The CEOs of American, Delta, United and other airlines say it could render many widebody aircraft unusable, potentially stranding "thousands of Americans overseas" and causing "chaos" for domestic flights.

United Airlines is urging President Joe Biden's administration to take action, warning that an estimated 1.25 million of its passengers and at least 15,000 flights will be affected each year.

Lawmakers have urged further delay of the 5G deployment.

And airlines are weighing whether to cancel some international flights scheduled to arrive in the U.S. on Wednesday, when the new C-Band 5G service is set to kick in.

The Federal Aviation Administration (FAA) has warned that potential interference could affect sensitive airplane instruments and hamper low-visibility operations.

Officials told Reuters that Transportation Secretary Pete Buttigieg and FAA head Steve Dickson have been warned about the looming crisis.

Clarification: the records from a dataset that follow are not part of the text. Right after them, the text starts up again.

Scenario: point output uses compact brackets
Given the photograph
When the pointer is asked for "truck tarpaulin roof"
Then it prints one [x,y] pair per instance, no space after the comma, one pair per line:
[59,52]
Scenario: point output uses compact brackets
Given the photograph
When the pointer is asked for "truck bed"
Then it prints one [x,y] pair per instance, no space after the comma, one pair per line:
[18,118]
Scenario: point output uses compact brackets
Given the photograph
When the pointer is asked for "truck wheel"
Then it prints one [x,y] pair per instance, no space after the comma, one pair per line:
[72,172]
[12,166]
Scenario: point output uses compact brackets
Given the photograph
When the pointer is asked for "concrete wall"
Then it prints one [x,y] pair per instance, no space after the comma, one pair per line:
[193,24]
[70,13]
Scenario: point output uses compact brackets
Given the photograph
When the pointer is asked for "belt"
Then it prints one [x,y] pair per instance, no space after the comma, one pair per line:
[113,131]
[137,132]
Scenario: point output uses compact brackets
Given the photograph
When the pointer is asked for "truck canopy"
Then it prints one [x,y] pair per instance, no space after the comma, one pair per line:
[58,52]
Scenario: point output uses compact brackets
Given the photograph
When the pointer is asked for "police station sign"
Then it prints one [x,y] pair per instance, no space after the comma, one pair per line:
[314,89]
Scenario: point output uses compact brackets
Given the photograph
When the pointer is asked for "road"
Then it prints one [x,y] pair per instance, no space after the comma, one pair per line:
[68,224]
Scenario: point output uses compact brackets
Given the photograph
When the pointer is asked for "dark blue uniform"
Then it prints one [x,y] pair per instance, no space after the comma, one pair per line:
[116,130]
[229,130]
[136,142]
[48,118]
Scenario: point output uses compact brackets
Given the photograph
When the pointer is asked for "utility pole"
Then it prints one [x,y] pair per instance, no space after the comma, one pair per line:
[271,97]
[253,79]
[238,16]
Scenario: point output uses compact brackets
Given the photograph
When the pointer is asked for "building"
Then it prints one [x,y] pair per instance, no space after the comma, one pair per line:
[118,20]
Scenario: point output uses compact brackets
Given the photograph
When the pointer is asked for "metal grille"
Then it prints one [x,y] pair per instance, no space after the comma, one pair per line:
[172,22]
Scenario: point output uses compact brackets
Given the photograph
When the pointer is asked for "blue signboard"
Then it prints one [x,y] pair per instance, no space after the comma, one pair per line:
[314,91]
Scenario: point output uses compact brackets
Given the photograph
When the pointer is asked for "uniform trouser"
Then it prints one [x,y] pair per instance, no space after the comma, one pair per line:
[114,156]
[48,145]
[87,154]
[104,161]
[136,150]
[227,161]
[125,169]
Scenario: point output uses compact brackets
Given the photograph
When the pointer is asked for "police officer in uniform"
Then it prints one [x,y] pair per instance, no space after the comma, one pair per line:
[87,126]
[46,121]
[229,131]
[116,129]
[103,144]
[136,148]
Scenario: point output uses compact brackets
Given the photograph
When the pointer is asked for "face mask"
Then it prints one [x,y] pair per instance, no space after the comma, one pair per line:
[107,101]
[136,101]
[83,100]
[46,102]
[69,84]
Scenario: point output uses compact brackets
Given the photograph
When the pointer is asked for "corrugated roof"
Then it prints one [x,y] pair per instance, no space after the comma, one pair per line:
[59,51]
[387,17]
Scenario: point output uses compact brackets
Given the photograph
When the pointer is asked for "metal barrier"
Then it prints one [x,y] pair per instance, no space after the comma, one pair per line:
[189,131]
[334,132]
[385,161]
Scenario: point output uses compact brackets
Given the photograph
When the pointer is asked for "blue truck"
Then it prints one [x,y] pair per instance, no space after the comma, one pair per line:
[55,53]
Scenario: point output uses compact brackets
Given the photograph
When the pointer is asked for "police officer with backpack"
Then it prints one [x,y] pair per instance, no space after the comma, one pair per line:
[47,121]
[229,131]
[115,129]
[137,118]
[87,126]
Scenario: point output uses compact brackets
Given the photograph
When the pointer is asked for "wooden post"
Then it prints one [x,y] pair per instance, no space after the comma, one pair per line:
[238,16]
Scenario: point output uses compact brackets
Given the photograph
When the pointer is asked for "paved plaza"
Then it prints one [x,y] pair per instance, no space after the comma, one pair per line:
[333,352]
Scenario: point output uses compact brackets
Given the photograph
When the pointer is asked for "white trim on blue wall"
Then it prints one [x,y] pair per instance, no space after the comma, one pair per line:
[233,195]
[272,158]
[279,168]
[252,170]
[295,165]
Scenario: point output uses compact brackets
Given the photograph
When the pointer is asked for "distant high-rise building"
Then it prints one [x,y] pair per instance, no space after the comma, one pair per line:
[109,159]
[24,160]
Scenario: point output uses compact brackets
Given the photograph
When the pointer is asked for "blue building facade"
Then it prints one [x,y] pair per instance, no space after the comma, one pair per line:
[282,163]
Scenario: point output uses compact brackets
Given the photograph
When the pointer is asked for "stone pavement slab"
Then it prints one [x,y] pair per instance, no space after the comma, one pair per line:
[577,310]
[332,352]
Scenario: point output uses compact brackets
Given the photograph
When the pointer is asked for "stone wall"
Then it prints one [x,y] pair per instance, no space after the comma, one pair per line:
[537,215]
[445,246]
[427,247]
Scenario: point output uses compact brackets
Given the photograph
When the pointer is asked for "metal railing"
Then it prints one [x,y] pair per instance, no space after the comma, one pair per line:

They've asked that the 5G services be implemented everywhere except within approximately 2 miles of runways and towers at key airports.

The FAA said Sunday it's cleared nearly half of the U.S. commercial airplane fleet to perform low-visibility landings where 5G will be deployed, and more approvals are expected.

Verizon and AT&T, which have already delayed the 5G deployment for several weeks, declined to comment on Monday.